Why does China want Australian gold?
The Chinese relationship with gold goes back many thousands of years, and the country itself produces the highest amount of gold annually, with Australia at number two.
Chinese-born Dianmen Chen says he is not surprised that demand for Australian gold is rising in China despite that.
China’s largest gold mining company Zijin, took over Australian mining company Norton Goldfields in 2015 after being a majority shareholder since 2012.
Mr Chen was a former CEO of Norton Goldfields and the international gold industry veteran is now a specialist with advisory and stockbroking firm Argonaut Securities.
He has just returned from a trip to his home country where he said the rapidly growing middle class, and environmental considerations, are feeding in to the Australian-gold buying frenzy.

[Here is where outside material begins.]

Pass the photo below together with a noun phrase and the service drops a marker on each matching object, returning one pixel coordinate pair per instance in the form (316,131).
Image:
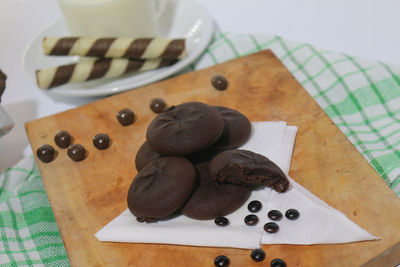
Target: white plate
(182,18)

“In the first six months of this year, China produced 240 tonnes of gold, but demand is very high,” he said.
“They actually used 330 tonnes of gold in jewellery making, so [with] gold the demand is nearly two and a half times local production.”
Dianmen Chen says a lot of gold mines in China are getting near their end of their productive life, and their are many concerns about their environmental impact.
“It’s pretty difficult to just ramp up production in China, it’s becoming very hard to find new deposits. Existing mines having declining grades, and there are now a lot of restrictions and regulations,” he said.
Gold wealth stored in the form of jewellery is very popular.
“Why not? Jewellery is nice to have and very popular,” Mr Chen said.
“My friends and family have it and we’re just ordinary Chinese people.
“So I can see that in the future, with China becoming the number one wealthy country in the world, gold is a good commodity [to mine] in the long term.”